A few lines of verse lured me to Raasay; haunting Highland words by a renowned Gael about the passing of time and the mass clearance of island people from their land and heritage. “Time, the deer, is in Hallaig wood…” it begins.
I walked along the ancient bracken path, through Hallaig’s thicket of birch trees to the soft greenness of the township’s terraced landscape, a raised beach with a still sea below and the crags of volcanic Dun Caan high above. It was a September day in any year in the last century and in the sunlight I ached for the Highland diaspora transported by ships from this homeland to a new, unknown world. Reports of the time say some were forced aboard vessels clutching grass from their ancestors graves, a fraying thread to their history and a land they knew they’d never see again.
I found stones. Moss on stones. Stone built high, still forming the outline of a home. Fallen gables and gaping holes. And lines of stones harvested from village houses to make a holding for sheep, the new inhabitants of Hallaig and Screapadal and all the other cleared villages across the Highlands.
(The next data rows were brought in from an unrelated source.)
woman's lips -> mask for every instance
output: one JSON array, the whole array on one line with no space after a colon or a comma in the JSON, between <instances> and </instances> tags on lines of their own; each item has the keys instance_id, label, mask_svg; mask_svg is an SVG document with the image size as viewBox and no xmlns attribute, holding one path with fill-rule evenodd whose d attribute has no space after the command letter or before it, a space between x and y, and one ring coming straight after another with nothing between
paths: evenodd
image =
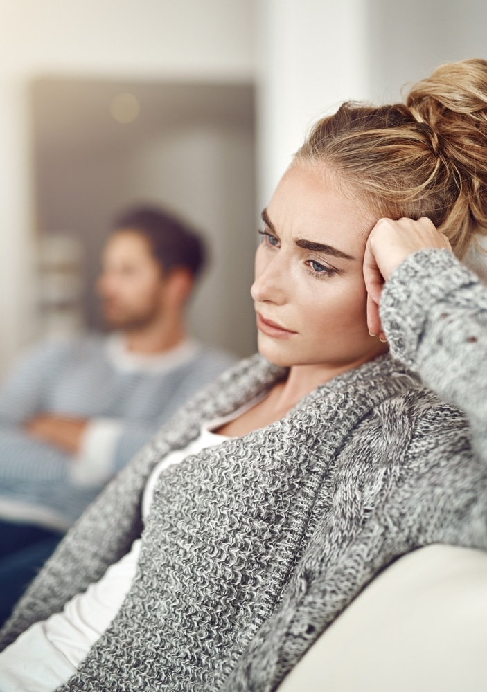
<instances>
[{"instance_id":1,"label":"woman's lips","mask_svg":"<svg viewBox=\"0 0 487 692\"><path fill-rule=\"evenodd\" d=\"M280 327L275 322L264 319L258 312L256 313L256 316L257 329L259 331L267 334L267 336L272 336L275 339L286 339L289 338L290 336L292 336L293 334L296 334L296 331L290 331L289 329L285 329L283 327Z\"/></svg>"}]
</instances>

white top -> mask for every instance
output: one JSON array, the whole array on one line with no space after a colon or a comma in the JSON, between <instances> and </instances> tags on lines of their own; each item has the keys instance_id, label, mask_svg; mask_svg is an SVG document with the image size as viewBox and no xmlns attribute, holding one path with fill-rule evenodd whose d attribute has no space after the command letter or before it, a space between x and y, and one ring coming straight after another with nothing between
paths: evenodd
<instances>
[{"instance_id":1,"label":"white top","mask_svg":"<svg viewBox=\"0 0 487 692\"><path fill-rule=\"evenodd\" d=\"M184 449L168 454L154 468L144 489L142 515L146 517L161 473L190 455L228 439L212 432L251 408L258 397L223 418L202 426L199 437ZM37 622L0 653L1 692L52 692L73 675L118 612L135 576L141 539L99 581L69 601L62 612Z\"/></svg>"}]
</instances>

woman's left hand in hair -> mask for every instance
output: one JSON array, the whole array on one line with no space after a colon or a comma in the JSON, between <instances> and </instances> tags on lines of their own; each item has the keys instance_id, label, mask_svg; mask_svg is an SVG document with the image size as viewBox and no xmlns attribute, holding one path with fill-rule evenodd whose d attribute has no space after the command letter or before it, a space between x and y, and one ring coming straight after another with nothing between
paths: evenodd
<instances>
[{"instance_id":1,"label":"woman's left hand in hair","mask_svg":"<svg viewBox=\"0 0 487 692\"><path fill-rule=\"evenodd\" d=\"M367 289L367 325L372 335L381 331L379 302L384 282L402 262L418 250L436 248L451 251L448 239L430 219L380 219L367 239L364 257L364 278Z\"/></svg>"}]
</instances>

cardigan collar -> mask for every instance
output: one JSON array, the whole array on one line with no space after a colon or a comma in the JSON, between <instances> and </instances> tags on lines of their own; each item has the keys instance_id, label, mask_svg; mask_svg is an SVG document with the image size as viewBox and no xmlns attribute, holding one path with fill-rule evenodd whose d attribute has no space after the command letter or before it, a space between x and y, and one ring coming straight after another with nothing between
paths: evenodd
<instances>
[{"instance_id":1,"label":"cardigan collar","mask_svg":"<svg viewBox=\"0 0 487 692\"><path fill-rule=\"evenodd\" d=\"M159 453L182 448L195 439L202 421L227 415L283 380L287 368L269 363L258 354L240 361L223 373L209 387L200 392L154 438ZM351 409L363 409L362 415L388 397L419 381L407 368L389 354L380 356L360 367L348 370L306 394L284 417L292 418L308 407L326 408L330 397L340 397ZM363 402L359 406L358 399ZM352 403L352 402L353 402ZM352 415L356 418L355 414ZM280 421L276 421L278 425Z\"/></svg>"}]
</instances>

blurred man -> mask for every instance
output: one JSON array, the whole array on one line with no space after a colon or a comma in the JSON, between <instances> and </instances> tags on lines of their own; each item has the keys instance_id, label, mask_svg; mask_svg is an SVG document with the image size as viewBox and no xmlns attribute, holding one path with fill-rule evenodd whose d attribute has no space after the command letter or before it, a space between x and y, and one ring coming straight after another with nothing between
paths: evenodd
<instances>
[{"instance_id":1,"label":"blurred man","mask_svg":"<svg viewBox=\"0 0 487 692\"><path fill-rule=\"evenodd\" d=\"M233 362L187 334L197 236L150 208L114 228L97 286L112 333L36 349L0 390L0 622L103 486Z\"/></svg>"}]
</instances>

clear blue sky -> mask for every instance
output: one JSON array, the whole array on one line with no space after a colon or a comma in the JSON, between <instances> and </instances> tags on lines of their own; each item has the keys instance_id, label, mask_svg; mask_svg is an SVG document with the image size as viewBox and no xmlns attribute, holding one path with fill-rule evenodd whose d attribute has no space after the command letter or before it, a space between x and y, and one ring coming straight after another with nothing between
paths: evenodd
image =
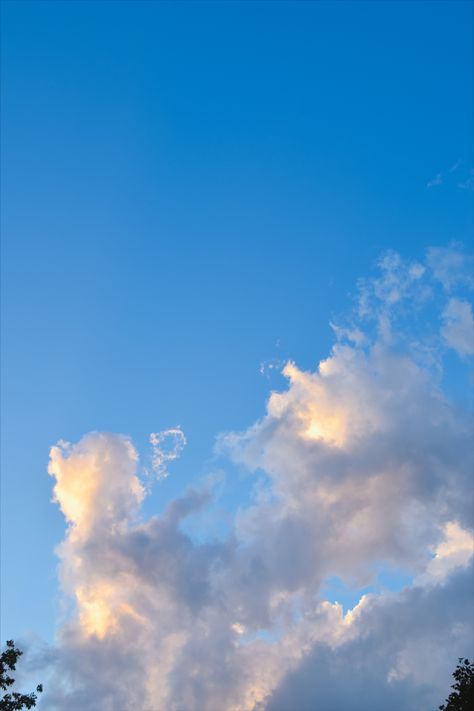
<instances>
[{"instance_id":1,"label":"clear blue sky","mask_svg":"<svg viewBox=\"0 0 474 711\"><path fill-rule=\"evenodd\" d=\"M53 634L52 444L181 425L161 507L263 414L262 361L327 354L380 252L469 242L472 14L2 3L4 639Z\"/></svg>"}]
</instances>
The sun shone, casting shadows on the rough edges of grey and pink. Clouds scudded over and fattening lambs snoozed in the lee of tumbledown lintels. And I sat too and read Sorley MacLean’s words among gentle ghosts, the faint imaginings of children playing in the burn and phrases of gaelic whispered on the breeze.
There will always be an emptiness here but moss, the marker of time, now smothers the sharpest of grief. And after only a few hours in Hallaig it’s not easy to turn and walk away.